Après quelques photos autour du lac de Joux, le défi le plus important pour la Maser se profile… le Marchairuz. Pour l’avoir parcouru en Subaru Impreza WRX Sti et Mitsubishi Evo VIII, je sais que ce col comprend une bonne combinaison de virages, freinages, enchaînements qui peuvent mettre à mal plus d’une sportive (et plus d’un conducteur), que ce soit en montée ou à la redescente.
Malheureusement, les cieux choisissent ce moment pour s’ouvrir, et les essuie-glaces ouvrent la voie… pas formidable pour l’attaque du col. Je décide de redescendre, attends que la pluie se calme … et j’y retourne.
En quelques virages, je comprends qu’il ne faut pas mesurer la Gransport à l’aulne de la Mitsu… bien sûr, le sol est mouillé, mais on peut extrapoler le comportement sur le sec : la voiture se place plus difficilement, est moins incisive en freinage. Et sur le mouillé, le système MSP passe son temps à se rappeler au bon souvenir du conducteur… Comme je sens clairement mes limites, et que la voiture doit rentrer en un seul morceau elle aussi, je décide de laisser le système branché. La descente est un peu plus amusante, le sol étant moins mouillé. L’ABS danse beaucoup sous mon pied droit, et les freins me semblent un peu « grumeleux ». Est-ce que par hasard ils auraient surchauffé lors de la récente et courte incursion de la Gransport à Dijon ? A investiguer.

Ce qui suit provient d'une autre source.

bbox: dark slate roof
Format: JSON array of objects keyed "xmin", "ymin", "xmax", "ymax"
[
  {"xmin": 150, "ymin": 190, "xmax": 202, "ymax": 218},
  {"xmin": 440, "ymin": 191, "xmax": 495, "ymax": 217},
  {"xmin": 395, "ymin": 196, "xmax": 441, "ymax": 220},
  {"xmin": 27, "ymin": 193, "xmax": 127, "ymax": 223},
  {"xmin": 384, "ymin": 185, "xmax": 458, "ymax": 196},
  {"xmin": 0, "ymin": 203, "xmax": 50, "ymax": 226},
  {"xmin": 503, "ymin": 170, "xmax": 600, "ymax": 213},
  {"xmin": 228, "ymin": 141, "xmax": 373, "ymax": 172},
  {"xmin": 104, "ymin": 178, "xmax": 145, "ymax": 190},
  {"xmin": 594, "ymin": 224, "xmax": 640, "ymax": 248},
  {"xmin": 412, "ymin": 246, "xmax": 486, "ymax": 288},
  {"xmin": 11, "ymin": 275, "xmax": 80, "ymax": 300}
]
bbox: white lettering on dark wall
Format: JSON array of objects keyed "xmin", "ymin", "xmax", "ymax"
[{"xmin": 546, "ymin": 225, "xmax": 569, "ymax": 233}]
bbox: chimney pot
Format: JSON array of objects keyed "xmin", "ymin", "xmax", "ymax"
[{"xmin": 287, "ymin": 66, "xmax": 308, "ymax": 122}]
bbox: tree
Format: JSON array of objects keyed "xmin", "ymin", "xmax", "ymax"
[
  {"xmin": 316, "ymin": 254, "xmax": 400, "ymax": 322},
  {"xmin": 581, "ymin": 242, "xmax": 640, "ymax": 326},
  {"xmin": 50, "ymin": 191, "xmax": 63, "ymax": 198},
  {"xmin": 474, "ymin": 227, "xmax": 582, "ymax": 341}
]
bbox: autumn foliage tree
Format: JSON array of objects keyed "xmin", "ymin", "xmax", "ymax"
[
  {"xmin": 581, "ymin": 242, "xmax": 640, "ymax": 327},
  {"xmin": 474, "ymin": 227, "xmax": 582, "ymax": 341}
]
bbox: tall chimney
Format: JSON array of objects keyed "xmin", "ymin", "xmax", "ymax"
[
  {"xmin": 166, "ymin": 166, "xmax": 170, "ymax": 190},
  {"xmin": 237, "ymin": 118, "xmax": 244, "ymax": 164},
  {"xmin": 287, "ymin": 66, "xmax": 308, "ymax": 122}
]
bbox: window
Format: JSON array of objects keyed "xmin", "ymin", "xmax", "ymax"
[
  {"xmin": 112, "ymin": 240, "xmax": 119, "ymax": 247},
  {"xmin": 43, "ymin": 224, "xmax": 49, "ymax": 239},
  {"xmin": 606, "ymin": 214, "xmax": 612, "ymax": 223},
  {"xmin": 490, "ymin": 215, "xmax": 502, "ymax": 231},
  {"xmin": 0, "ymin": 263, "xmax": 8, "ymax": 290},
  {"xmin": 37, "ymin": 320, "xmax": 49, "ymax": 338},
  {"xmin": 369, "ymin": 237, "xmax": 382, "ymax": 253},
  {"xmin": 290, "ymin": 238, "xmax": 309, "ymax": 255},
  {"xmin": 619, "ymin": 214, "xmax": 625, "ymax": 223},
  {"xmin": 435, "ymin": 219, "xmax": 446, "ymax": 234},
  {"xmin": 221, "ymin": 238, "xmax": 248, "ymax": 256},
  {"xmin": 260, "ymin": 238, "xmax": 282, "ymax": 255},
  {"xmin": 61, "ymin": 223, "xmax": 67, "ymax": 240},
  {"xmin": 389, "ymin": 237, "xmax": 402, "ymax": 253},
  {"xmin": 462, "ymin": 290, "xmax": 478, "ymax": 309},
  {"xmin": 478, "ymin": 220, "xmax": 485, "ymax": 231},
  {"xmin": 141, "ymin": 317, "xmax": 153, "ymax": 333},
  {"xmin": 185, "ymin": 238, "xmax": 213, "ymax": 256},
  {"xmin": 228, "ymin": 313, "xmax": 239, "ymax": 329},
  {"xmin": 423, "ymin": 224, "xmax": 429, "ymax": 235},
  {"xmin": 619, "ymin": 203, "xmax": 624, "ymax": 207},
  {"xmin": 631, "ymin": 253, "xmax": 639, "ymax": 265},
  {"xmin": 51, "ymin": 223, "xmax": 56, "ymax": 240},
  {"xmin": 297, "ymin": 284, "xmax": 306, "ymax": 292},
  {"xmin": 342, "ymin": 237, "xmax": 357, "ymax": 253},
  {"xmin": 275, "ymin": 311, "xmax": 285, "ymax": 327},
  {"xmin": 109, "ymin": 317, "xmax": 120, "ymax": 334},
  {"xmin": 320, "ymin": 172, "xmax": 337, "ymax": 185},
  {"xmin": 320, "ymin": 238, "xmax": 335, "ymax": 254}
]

Au final,le bilan s’affine un peu : la Maserati Gransport est une très bonne GT, sexy et efficace sur les routes de campagne, doté d’une aura visuelle et sonore indéniable, et assez exclusive. L’intérieur et la boîte de vitesse peuvent prêter à discussion – en ce qui me concerne j’apprécie beaucoup le premier et me suis finalement à peu près habitué à la seconde (mais on ne m’ôtera pas de l’idée qu’une manuelle… enfin). Par contre, à l’attaque sur un col, surtout sur le mouillé, il vaudra mieux utiliser une monture plus spécialisée… Il y a également la question du prix, voir les commentaires dans la prise de contact.
Données techniques
V8 de 4244 cc,
Puissance maxi: 400 ch à 7000 tr / min
Couple maxi: 451 Nm à 4500 tr / min.
Poids en ordre de marche: 1680 kg
0-100 km / h: 4’85
Vitesse maxi: 290 km /h
Pneus : 235/35ZR19, 265/30ZR19
Equipements de série
Airbags conducteur / passager / latéraux, barres de protection noyées dans les portes, coupe circuit / alimentation / sécurité collision, kit de réparation de pneus avec compresseur, phares anti-brouillard, contrôle de la traction et de la stabilité (ABS, EBD, ASR, MSR, MSP), jantes en aluminium, boîte à vitesses F1 (6 vitesses), pots d’échappements Sport, sellerie cuir, tissu technique anti-grip, sièges électriques avant sport, système Easy Entry pour accès à l’arrière, volant sport carbone, pédalier Racing en aluminium, console & plage centrale en carbone, mise en marche Start course, climatisation automatique, glaces athermiques, rétros électriques rabattables.
Equipement en option
Peinture métal, pinces de freins (Rosso), système de navigation, kit téléphone, revêtement moulures des portes (Carbone), revêtement seuils des portes (Carbone), repose pied passager (Aluminium), rétroviseurs éléctrochromiques CARBONE, jantes 19″ Ball Polished, spoiler AR (Carbone), système d’alarme, phares Xénon, suspensions électroniques (Skyhook), châssis sport (rabaissement), vitres teintées.